By: Paul B. Brown*
Whenever you have dynamic interactions between 300 million people and the American economy acting in really complex ways, that introduces a degree of almost chaos theory to the system, in a literal sense.” Nate Silver (1978-), American writer.
Nate Silver’s description of the American population and their interaction with the economy come close to describing the complex interactions in intensive aquaculture systems. All food production systems tend to intensify over time to improve efficiency and gain control. Aquaculture systems have been in the process of intensification since the explosion in production that began in the 1990’s. The most intense systems imagined to date are the closed loop, recirculating systems (RAS). In our previous article we considered the nutritional needs of the plants that can be incorporated into the system (aquaponics); however, there is a third organism in an aquaponic system, or a second organisms in a RAS that must be fed.
Intensive systems rely on bacteria to oxidize the excreted ammonia-N from the fish/shrimp. Ammonia is toxic and if not oxidized can increase to concentrations that cause harm, even death, of the target organisms. Ammonia is oxidized in a 2-step process, initially to nitrite, which is also toxic, then finally to nitrate, which is almost nontoxic. Facilitating the oxidation of ammonia-N is almost identical to the N cycle found on land, the same one farmers use to fertilize field crops. Common bacteria carry out this 2-step process. However, do we provide the nutrient needs of these organisms? Can they survive on simply nitrogenous products and oxygen? Unfortunately, the typical perception is that bacteria need a source of N and oxygen, when in fact, they have relatively complex nutrient needs.
Table 1 depicts the nutrient needs of the two basic bacteria needed to complete the N cycle in RAS, Nitrosomonas and Nitrobacter, compared to the mineral nutrient requirements of fish. Many of the nutrients required for pure culture of bacteria are indeed required by fish and supplemented into the diet, but several are not. Qualitatively, molybdenum, cobalt, and chromium have not been clearly identified as required nutrients for fish, although they are considered essential nutrients for other animals. Based on this simple comparison, we might suspect that fish/shrimp diets are inadequate for sustainable growth of N oxidizing bacteria.
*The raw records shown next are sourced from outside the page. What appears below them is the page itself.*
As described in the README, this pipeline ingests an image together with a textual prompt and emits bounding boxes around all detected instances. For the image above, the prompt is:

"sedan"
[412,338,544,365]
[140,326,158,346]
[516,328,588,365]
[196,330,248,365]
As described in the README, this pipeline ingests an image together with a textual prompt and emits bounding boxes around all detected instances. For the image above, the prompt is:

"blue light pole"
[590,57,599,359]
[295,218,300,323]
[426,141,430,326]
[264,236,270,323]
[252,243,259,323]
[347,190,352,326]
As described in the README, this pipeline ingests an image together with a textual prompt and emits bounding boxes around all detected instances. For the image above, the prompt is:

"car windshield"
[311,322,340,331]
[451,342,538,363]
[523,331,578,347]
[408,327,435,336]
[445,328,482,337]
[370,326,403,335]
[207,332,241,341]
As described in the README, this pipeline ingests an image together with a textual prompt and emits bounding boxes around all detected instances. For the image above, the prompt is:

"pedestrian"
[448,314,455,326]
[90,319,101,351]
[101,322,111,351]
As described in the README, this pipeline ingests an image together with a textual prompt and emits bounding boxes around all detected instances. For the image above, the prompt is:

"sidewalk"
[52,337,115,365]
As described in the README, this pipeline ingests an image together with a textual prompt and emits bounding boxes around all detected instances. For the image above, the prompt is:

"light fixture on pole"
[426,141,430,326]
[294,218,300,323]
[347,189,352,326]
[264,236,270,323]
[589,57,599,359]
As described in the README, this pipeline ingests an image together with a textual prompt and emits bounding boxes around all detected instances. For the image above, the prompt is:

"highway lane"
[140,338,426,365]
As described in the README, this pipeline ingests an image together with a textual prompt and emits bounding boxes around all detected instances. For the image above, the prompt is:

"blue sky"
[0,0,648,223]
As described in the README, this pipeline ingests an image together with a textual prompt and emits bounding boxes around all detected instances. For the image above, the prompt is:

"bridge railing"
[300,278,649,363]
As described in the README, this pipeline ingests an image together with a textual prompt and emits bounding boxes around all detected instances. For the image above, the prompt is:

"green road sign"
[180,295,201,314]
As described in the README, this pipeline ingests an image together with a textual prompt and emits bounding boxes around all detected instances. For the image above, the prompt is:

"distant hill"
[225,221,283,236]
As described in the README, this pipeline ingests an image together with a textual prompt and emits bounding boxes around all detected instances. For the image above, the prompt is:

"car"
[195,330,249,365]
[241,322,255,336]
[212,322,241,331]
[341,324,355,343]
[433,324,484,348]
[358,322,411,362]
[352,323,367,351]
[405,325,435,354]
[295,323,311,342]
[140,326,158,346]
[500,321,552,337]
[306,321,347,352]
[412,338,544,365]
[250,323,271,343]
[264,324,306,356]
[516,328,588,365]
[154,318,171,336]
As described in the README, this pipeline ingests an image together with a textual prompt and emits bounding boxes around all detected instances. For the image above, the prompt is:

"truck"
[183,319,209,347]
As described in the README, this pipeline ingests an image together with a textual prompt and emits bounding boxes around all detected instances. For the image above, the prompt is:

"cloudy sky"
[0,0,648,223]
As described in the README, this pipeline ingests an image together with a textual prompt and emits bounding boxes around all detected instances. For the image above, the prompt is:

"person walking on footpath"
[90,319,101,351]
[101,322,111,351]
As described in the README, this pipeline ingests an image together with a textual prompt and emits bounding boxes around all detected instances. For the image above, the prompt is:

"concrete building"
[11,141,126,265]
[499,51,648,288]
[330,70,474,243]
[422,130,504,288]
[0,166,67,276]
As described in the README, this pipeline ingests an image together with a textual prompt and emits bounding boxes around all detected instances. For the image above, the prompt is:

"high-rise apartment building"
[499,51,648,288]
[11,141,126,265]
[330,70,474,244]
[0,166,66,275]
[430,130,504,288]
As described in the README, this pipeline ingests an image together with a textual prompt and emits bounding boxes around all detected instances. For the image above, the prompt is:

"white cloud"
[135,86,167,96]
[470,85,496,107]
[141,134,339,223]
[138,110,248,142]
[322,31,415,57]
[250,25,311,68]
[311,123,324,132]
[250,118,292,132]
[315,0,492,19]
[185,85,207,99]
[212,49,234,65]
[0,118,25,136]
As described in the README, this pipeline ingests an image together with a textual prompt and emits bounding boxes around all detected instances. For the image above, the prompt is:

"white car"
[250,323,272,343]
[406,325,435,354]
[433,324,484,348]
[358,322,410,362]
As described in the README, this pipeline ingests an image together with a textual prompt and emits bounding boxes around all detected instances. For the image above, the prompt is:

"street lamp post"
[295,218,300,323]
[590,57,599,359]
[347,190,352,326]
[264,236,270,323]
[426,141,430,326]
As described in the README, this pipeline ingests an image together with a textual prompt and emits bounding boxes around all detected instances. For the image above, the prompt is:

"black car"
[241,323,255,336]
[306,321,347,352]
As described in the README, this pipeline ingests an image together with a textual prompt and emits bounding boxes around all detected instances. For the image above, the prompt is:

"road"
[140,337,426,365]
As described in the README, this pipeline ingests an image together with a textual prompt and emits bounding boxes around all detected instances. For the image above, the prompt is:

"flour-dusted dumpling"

As we were working on this topic several years ago, we incorporated a quick analysis of several RAS systems in the Aquaculture Research Laboratory.
Table 2 contains the results of mineral analyses from existing RAS system operated at various temperatures and containing three different species. Tilapia were operated at 28º C, perch at 22º C and trout at 14º C. Each fish species was fed a specific commercial diet that met their nutritional needs. All systems had been in operation for over 3 months, and some as long as 9 months. Other than the macrominerals (Ca, P, Mg, Na, K and S), all microminerals were below detectable limits (BDL) of the instrument, despite the fact these minerals were being added to the system daily (via the fish food). Our conclusion was that the bacteria we rely on to complete the N cycle were uptaking the minerals from solution at a faster rate than they were being added to the system. The question that needs addressing is at what point do we not provide adequate mineral nutritional needs for the bacteria? This will be a function of stocking density, feed input, mineral availability through the animal, and solubilization of minerals once excreted. Water quality will likely play a role in feeding the bacteria. Can we look at the data in Table 2 and feel comfortable the bacterial populations are being provided their nutrient needs? Is this a sustainable scenario? The answers are we do not know.
So, 300 million people interacting in a complex economy. Chaotic, yes, which might be why so few people understand the nuances of the economic system. Data in Table 2 includes 18 minerals, which interact with a target organism (fish/shrimp), then bacteria, then potentially plants in an aquaponic system, all influenced by water quality parameters (pH, alkalinity, hardness, dissolved oxygen, carbon dioxide). Our producers can see nutritional deficiencies in fish/shrimp, and those are rare these days, and they can see the more common mineral deficiencies in plant species in aquaponics. We cannot easily detect nutrient deficiencies in bacteria, until ammonia-N or nitrite-N increases to dangerous concentrations. These systems are complex, poorly understood and not adequately modeled to allow producers to have a high degree of certainty whether all organisms have sufficient nutrients. We have a great deal of research to do in this area, but the basic systems and operational parameters are working for those pioneers in this field. Further intensification will require a far more precise understanding of these and other interactions.
Dr. Paul Brown is Professor of Fisheries and Aquatic Sciences in the Department of Forestry and Natural Resources of Purdue University. Brown has served as Associate Editor for the Progressive Fish-Culturist and the Journal of the World Aquaculture Society, among many others.